Ante esta situación, desde Somos Icodenses se hacen las siguientes preguntas:

¿Se puede creer que un proyecto tan complicado como el nuevo que plantea y ha dado visto bueno el alcalde pueda sacarse a la mayor brevedad?

¿Cuándo costarán estas obra en conjunto? Desde luego mucho más que los dos o tres millones existentes de momento.

¿Cuánto costará derruir la muralla, construir un paredón de 10 metros detrás, a los pies de los edificios que les sirva de sustentación, construir una carretera volada encima que soporte tráfico pesado, y meter una escollera de miles de metros cúbicos de piedra debajo?

¿De donde se va a financiar esto en esta época post-Covid-19?

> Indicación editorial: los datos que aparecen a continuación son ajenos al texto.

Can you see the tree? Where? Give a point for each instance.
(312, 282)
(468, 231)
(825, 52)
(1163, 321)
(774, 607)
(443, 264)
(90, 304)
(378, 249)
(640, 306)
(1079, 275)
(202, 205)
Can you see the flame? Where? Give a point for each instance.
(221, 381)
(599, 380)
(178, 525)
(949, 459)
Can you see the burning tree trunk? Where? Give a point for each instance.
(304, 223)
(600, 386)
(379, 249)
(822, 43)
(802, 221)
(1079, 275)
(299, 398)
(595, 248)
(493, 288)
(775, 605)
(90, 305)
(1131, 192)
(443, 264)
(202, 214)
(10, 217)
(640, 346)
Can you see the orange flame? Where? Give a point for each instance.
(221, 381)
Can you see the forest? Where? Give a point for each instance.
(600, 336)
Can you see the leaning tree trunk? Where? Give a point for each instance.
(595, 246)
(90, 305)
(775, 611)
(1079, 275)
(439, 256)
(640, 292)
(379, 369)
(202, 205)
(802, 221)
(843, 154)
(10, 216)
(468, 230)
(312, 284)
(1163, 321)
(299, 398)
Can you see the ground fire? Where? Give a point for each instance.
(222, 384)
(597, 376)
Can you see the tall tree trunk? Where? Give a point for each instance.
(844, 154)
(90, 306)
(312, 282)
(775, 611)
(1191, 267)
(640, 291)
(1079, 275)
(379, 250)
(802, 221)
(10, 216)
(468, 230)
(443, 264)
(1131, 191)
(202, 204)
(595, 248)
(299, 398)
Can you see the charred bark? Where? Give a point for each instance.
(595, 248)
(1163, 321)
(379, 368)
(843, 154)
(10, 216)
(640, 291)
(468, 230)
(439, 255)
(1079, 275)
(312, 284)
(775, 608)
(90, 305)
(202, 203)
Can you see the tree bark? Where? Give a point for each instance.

¿Dará Costas autorización?

¿Cuántas dificultades técnicas tiene la obra de la carretera?

¿Qué pasará con los altísimos edificios anexos durante las obras?

¿Cuánto duraran los trabajos?

¿Cuáles serán las dificultades operativas de movimiento de personas y vehículos?

¿Qué pasará con la actividad en el varadero?

¿Tendrá los resultados que sus promotores dicen, de evitar la pérdida de arena? Lo dudamos.

¿Qué riesgos estamos corriendo de que no funcione?

¿Y si no funciona, no supondrá la pérdida definitiva de la Playa?

Concluye el comunicado señalando que “surgen estas y muchas otras preguntas de las que hablaremos estos días. Pero en todo caso, cabe decir que para evitar todos estos evidentes riesgos, los vocales en representación de los partidos de la oposición en el Ayuntamiento de Icod presentaron al último Consejo de la Playa una propuesta, que llevamos defendiendo desde el principio, de dividir el proyecto en tres fases, en el que las dos primeras se refirieran a las obras en tierra y a la aportación de arena a la playa, que se pueden ejecutar con relativa prontitud porque para ellas sí hay dinero, y la tercera será la realización de un estudio en profundidad con un modelo a escala, que es la forma más segura de obtener resultados suficientemente fiables, para estudiar el problema del muelle, sus efectos y su posible retranqueo, y solucionar sin urgencias y de manera definitiva el problema de la Playa, pero teniendo arena y un entorno decente pronto. Creemos que es la solución de todas las incógnitas planteadas y así evitar el peligro de perder unos fondos que tanto nos costó conseguir. Si no se hace la responsabilidad será de otros”.